Slowest Sync Ever

Just built a new 2-node cluster and created a 500G resource. The sync speed is extremely slow. After 12+ hours, its is at 65.8% and still running at about 5M/sec.

I have confirmed that the network, hardware, and disks are fast.

[root@ha57a 0]# linstor rg lp rg0
╭────────────────────────────────────────────────╮
┊ Key ┊ Value ┊
╞════════════════════════════════════════════════╡
┊ DrbdOptions/Net/max-buffers ┊ 81920 ┊
┊ DrbdOptions/PeerDevice/c-fill-target ┊ 2048 ┊
┊ DrbdOptions/PeerDevice/c-max-rate ┊ 2048000 ┊
┊ DrbdOptions/Resource/auto-promote ┊ no ┊
┊ PeerSlotsNewResource ┊ 3 ┊
╰────────────────────────────────────────────────╯

The build is…

Rocky 9.6
DRBD 9.31.0-3.el9
Linstor 1.31.1-1.el9
6 x nvme disks

The resyncs are pretty slow by default, because that is safest. The resync IO is “background resync” It’s effectively a “catch-up” from a disconnect that occurs simultaneously while new writes and application IO is also occurring. If the resync goes too fast, it would begin to slow down the application performance. That is usually undesirable. Are you testing and observing sync-speeds while the volumes are not in use, or not?
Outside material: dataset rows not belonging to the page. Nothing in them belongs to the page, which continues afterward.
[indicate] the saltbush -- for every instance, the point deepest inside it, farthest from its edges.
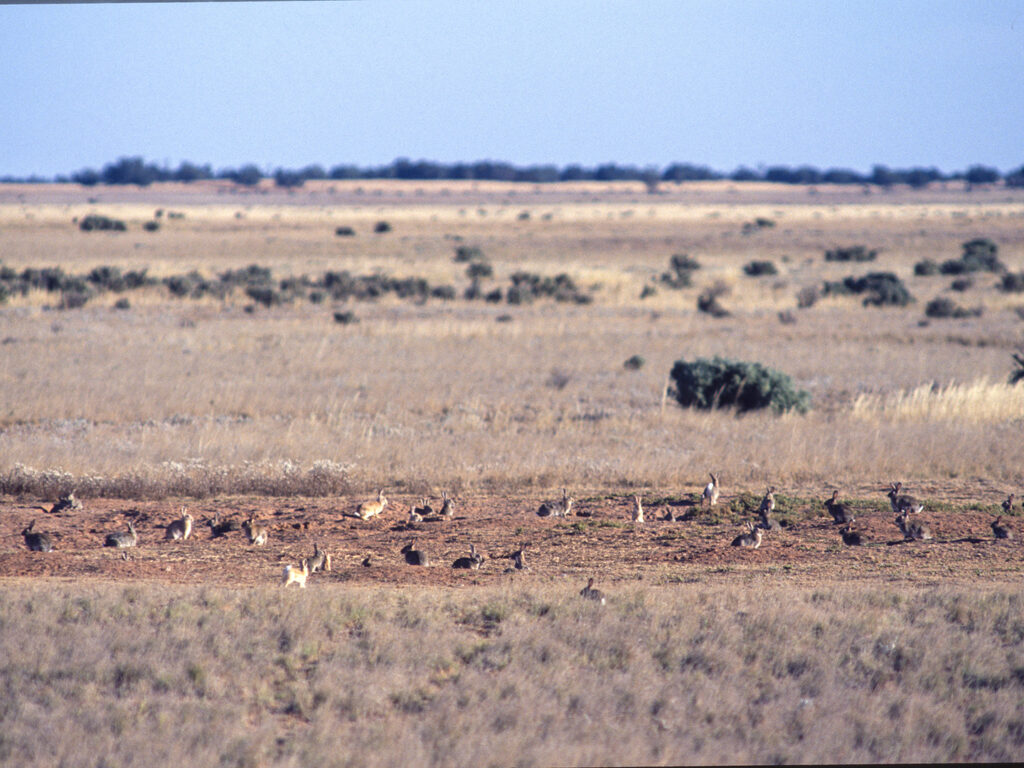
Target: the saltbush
(725, 383)
(760, 268)
(853, 253)
(882, 288)
(95, 221)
I have a KB article on tuning the resync speeds here: Tuning the DRBD Resync Controller | Knowledge Base

Looking at what you have presently, I would advise you:
Set c-fill-target to 1M. I can’t really explain it, but 1M just seems to always work.
Tune the max-buffers down to 40k
Verify the c-max-rate. 204800KiB/s is roughly 17Gbits/s. Can you network support 17gigabit? Is there any competing traffic on this network? Like say, the “foreground” application IO replication I mentioned earlier? Setting the c-max-rate too high can result in slower resyncs.

Rocky 9.6
DRBD 9.31.0-3.el9
Linstor 1.31.1-1.el9
6 x nvme disks

Please note that the DRBD 9.31.0-3.el9 is going to be purely the userland utilities installed. It is also important to note the kernel module version (the true DRBD software). You can query this via /proc/drbd.

Hi Devin,

This is a new cluster, but we have others, with about 400 DRBD resources between them. We’re accustomed to seeing initial syncs perform at up to 2GB/sec, and rarely lower than about 300MB, so 5MB is painful.

The network is a 100Gb backbone with 25Gb servers, and there’s low utilization and plenty of bandwidth available. iperf3 tests show approx. 24 Gbits. And since this is the first resource on the cluster, nothing is competing for resources.

[root@ha57a ~]# cat /proc/drbd
version: 9.2.13 (api:2/proto:118-122)
GIT-hash: 0457237e0448663529fe161781873b356f17b3c5 build by @buildsystem, 2025-05-13 09:42:39
Transports (api:21): tcp (9.2.13)

I’ll try your recommendations!